Sure thing. First thing, keep the terms crystal‑clear: water quantity, delivery time, price or exchange, and what happens if either side backs out. Write it down on something that can survive a raid—tape‑to‑paper or a scrap of metal with a torch. Put a witness, maybe a neutral trader or a scavenger with a good reputation. Make it short, use plain words so they read it faster than they can pull a trigger. If you’re dealing with a raider gang, you’ll want a backup plan: a quick escape route, a small cache of ammo, and maybe a fake trail leading to an alternate drop.
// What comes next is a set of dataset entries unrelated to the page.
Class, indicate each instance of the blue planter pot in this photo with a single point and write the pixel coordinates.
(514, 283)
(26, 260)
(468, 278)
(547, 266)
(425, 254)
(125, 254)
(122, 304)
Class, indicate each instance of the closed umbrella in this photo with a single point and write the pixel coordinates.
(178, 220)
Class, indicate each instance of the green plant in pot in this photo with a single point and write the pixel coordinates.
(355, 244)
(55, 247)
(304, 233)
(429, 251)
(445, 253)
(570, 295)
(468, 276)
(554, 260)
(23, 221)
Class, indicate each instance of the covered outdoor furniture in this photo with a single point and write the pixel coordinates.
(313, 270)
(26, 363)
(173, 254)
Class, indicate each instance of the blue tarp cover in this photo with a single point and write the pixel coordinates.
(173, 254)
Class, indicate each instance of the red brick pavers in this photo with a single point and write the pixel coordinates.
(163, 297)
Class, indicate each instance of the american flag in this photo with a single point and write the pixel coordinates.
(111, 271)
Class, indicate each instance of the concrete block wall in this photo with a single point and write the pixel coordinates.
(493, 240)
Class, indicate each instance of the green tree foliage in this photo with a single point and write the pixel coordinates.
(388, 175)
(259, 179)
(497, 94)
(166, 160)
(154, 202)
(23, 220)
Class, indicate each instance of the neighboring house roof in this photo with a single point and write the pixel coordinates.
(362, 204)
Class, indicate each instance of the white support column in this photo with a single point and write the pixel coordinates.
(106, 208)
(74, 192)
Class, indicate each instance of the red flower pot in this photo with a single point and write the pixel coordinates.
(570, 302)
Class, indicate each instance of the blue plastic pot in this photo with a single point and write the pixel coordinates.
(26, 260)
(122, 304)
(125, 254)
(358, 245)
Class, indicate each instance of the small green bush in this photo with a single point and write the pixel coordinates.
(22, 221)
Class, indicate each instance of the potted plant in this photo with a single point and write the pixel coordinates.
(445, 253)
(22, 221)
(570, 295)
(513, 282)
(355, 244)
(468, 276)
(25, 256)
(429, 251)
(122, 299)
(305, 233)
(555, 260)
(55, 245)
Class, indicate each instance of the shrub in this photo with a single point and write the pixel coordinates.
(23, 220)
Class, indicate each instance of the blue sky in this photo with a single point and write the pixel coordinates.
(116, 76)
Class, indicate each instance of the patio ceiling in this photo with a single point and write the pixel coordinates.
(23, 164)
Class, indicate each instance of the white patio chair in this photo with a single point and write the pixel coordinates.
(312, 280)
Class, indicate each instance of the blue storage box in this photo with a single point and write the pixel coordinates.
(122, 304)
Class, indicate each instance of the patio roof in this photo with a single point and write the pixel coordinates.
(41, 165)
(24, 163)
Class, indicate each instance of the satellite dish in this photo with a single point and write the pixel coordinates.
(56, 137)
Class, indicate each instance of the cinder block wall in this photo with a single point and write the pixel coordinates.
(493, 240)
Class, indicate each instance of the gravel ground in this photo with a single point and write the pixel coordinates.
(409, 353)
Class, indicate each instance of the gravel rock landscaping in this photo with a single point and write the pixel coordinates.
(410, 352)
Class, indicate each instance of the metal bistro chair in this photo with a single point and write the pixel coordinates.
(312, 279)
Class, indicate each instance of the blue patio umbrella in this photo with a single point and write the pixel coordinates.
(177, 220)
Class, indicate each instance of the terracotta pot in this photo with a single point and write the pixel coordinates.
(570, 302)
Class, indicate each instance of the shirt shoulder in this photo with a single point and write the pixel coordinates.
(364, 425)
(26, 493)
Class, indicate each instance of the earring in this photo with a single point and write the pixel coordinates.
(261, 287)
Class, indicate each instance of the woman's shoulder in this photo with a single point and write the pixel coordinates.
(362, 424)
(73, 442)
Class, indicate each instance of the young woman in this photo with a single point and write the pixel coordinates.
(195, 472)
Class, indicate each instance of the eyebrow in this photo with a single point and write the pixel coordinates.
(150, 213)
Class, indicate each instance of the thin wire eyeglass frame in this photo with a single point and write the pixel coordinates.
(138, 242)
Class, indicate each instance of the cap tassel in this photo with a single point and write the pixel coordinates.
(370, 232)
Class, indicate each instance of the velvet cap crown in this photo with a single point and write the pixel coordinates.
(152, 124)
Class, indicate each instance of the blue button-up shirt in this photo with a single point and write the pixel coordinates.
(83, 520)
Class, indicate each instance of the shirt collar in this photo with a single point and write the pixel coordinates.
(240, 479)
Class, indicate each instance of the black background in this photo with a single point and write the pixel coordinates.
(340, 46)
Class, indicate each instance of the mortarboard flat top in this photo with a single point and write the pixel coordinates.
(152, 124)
In the end, remember the best contract is one that keeps you alive long enough to re‑trade or walk away.
You’re already on the right track. Clear language saves time, but I’d also add a clause that guarantees the raiders’ safety if the deal fails—safety is a good bargaining chip. Keep the witness an impartial trader; a neutral eye is worth more than a friendly face. And about the escape route: always have two exits documented in the same contract—one for the raiders, one for you. That way you control the narrative. Just make sure you review it under the harsh light of the desert; what looks solid in daylight can be a hole in the sand by dusk.
Nice tweak—safety gives them an anchor, and two exits keep the playbook tight. Just double‑check the wording; if the contract gets torn or the ink bleeds, you lose a point. Keep it short, keep it clear, and keep your own hideout off the paper. That’s the only way to stay one step ahead.
Good point—brevity wins in the field. Stick to bullet‑style points on the contract: quantity, price, delivery window, penalty for breach, and a safety clause. Use indelible ink on thick paper or metal, and mark it with a simple symbol only you recognize. Remember, the most valuable line is the one that says, “If either side breaches, the other may claim the goods and claim a predetermined penalty.” Keep the hideout address out of the paper and on a separate, secure ledger. That way you’re protected, whether the ink bleeds or the raiders try to scramble the deal.
Solid plan—keep the list tight, ink that lasts, and a secret sig so you know it’s yours. That penalty clause is the real edge, makes them think twice before breaking the deal. Just keep the hideout on a separate ledger and you’re set.
Sounds like a solid framework. Stick to the essentials, keep the language simple, and you’ll have a contract that’s both enforceable and survivable.
Yeah, that’s how it’s done—kept tight, kept safe, and nobody ends up drowning.
Great, then keep your focus on the numbers and the escape routes. The plan’s solid, so just execute it cleanly.